If the Federal Deposit Insurance Corp. takes over, everything shareholders invested in First Mariner goes up in smoke. Should the new capital-raising deal go through instead, current investors will be left with a much smaller piece of the company because of stock dilution, but they will still own something.
Hale, thinking of the local people who heeded his call last year, including friends of his mother, said: "I just feel an obligation to them to help them restore some of the money that they had lost."
The housing bust and financial meltdown hit the mega-financiers first, but community banks across the country have been buffeted by the aftereffects. These institutions with assets below $10 billion account for most of the 8,000 banks in the country, and also most of the ones now struggling, said banking analyst Christopher Marinac of Atlanta-based FIG Partners LLC.
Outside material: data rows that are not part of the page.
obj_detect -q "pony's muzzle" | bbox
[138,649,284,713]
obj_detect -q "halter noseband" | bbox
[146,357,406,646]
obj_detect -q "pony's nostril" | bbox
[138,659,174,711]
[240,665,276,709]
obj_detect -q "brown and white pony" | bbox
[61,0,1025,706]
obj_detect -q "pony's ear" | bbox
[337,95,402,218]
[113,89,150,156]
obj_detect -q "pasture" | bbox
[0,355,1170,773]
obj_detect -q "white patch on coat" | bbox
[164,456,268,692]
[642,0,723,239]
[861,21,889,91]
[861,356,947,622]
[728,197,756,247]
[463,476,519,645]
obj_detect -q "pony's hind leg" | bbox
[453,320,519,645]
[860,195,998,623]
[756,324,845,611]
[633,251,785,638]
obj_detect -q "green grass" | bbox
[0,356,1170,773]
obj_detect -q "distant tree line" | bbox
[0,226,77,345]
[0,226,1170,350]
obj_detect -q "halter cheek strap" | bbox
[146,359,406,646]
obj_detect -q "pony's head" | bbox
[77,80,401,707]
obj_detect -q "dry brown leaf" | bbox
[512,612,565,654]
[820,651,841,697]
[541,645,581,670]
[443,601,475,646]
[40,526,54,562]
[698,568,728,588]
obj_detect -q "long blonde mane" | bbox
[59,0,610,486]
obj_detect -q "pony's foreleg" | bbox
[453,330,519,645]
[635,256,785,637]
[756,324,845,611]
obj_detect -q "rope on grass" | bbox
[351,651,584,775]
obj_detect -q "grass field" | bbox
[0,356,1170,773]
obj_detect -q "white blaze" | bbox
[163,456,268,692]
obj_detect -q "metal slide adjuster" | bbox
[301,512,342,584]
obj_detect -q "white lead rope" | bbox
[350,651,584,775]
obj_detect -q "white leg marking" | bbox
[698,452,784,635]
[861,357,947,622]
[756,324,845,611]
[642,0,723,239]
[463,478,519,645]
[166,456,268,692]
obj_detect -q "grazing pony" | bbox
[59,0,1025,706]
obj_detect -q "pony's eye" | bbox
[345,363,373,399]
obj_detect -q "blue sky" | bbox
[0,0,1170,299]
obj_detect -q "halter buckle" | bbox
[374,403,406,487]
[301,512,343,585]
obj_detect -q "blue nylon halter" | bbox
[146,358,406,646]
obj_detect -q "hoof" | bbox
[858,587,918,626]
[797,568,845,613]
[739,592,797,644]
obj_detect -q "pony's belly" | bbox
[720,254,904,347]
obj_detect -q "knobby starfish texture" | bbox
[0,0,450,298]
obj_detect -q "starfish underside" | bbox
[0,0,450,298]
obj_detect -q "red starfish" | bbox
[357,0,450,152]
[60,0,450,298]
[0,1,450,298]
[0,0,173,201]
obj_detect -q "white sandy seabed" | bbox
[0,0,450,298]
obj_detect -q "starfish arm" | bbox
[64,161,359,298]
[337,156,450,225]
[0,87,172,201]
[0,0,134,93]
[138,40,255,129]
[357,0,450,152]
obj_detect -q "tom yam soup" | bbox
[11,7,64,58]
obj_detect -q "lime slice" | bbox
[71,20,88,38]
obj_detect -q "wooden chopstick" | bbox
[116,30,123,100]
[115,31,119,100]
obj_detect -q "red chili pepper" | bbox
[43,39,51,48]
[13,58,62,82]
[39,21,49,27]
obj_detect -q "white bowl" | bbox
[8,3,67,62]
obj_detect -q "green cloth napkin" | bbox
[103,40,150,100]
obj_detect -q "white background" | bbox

More than 3,000 banks of all sizes are under the close supervision of regulators, 870 are on the FDIC's "problem list" and 200-plus have failed since 2008, he said.
But "the vast majority" of community banks have enough capital on hand to steer their way through the choppy waters of the uneven recovery, said Paul Merski, chief economist for the Independent Community Bankers of America. That's particularly true for banks that aren't on the East and West coasts, he said.
"You didn't have a huge bubble in real estate prices and real estate investing, and you didn't have that huge burst," he said. "For many banks right through the middle swath of the country, it's almost business as usual."
Hale says he knows the buck stops with the CEO, but he feels he was blindsided by the loans that have brought his bank to the brink. During the foray into the "Alt-A" mortgages, he said he asked many times, "Are you sure that these loans are going to be sold without recourse, they will be sold to Wall Street and never come back?" The mortgage-team leaders assured him that was the case, he said.
They've since been fired.
"It started off as a trickle, and it became a torrent," Hale said of the returning loans. "A total of $80 million came back to us. It was unstoppable. And when that happened, that ultimately cost us about $60 million and created the capital hole we have today."
Maas, the shareholder critic, isn't impressed with that explanation. It strikes him as "incompetence" for the CEO of a bank to not know the terms under which it sold loans.
But he was unhappy with management long before the housing bust. Hale's intertwined business relationships — First Mariner rented its headquarters from him until 2009, sponsors his soccer team and made loans to his son that later went bad — don't sit well with Maas.
For years, the university professor tried to get the company to split the CEO and chairman positions so Hale would not be both the man in charge of day-to-day operations and the head of the board overseeing the company — including the CEO. The reason none of his annual shareholder resolutions to that effect passed, Maas said, is because company insiders control so much of the stock.
A Baltimore native who invested in the company early on, Maas feels his concerns about Hale have been borne out by events. "He was the problem," Maas said.
Other shareholders have warm feelings for Hale, despite the sharp drop in stock price. They blame economic forces, not him.
"I think the people in Baltimore who like the idea of a community bank identify with Ed," said Leigh Brent, president of Baltimore insurance firm Maury Donnelly & Parr.
Brent, whose company banks with 1st Mariner, bought shares when Hale appealed to the community last year. A few weeks ago, he purchased more. "I believe in the bank," he said. "They're still our bank, and I hope they make it."
Hale, who earned about $540,000 last year as head of the company, is due a payout of more than $1.5 million when he leaves. The financial hits he has taken over the past few years far outweigh that amount, and not just because he's the largest shareholder of a company that has dropped in value from nearly $120 million to $13 million in a little over four years.
The real estate bust meant his property holdings lost value, too. Then the loan came due on 1st Mariner Tower in 2009 and, unable to refinance, he sold it for less than he thought it was worth to avoid foreclosure. As part of that deal, he moved out of the penthouse condo that — like an upscale version of living over the storefront — had been his home.
He said last week that he could have saved "a fortune" if he'd filed for bankruptcy protection rather than sell the tower, and his lawyer urged him to take that route.
"If I went into Chapter 11, if I did have to do that, it would cause a run on the bank because people wouldn't understand the distinction between Ed and Ed's bank," Hale recalled telling the attorney. He added: "I just flat refused to do it."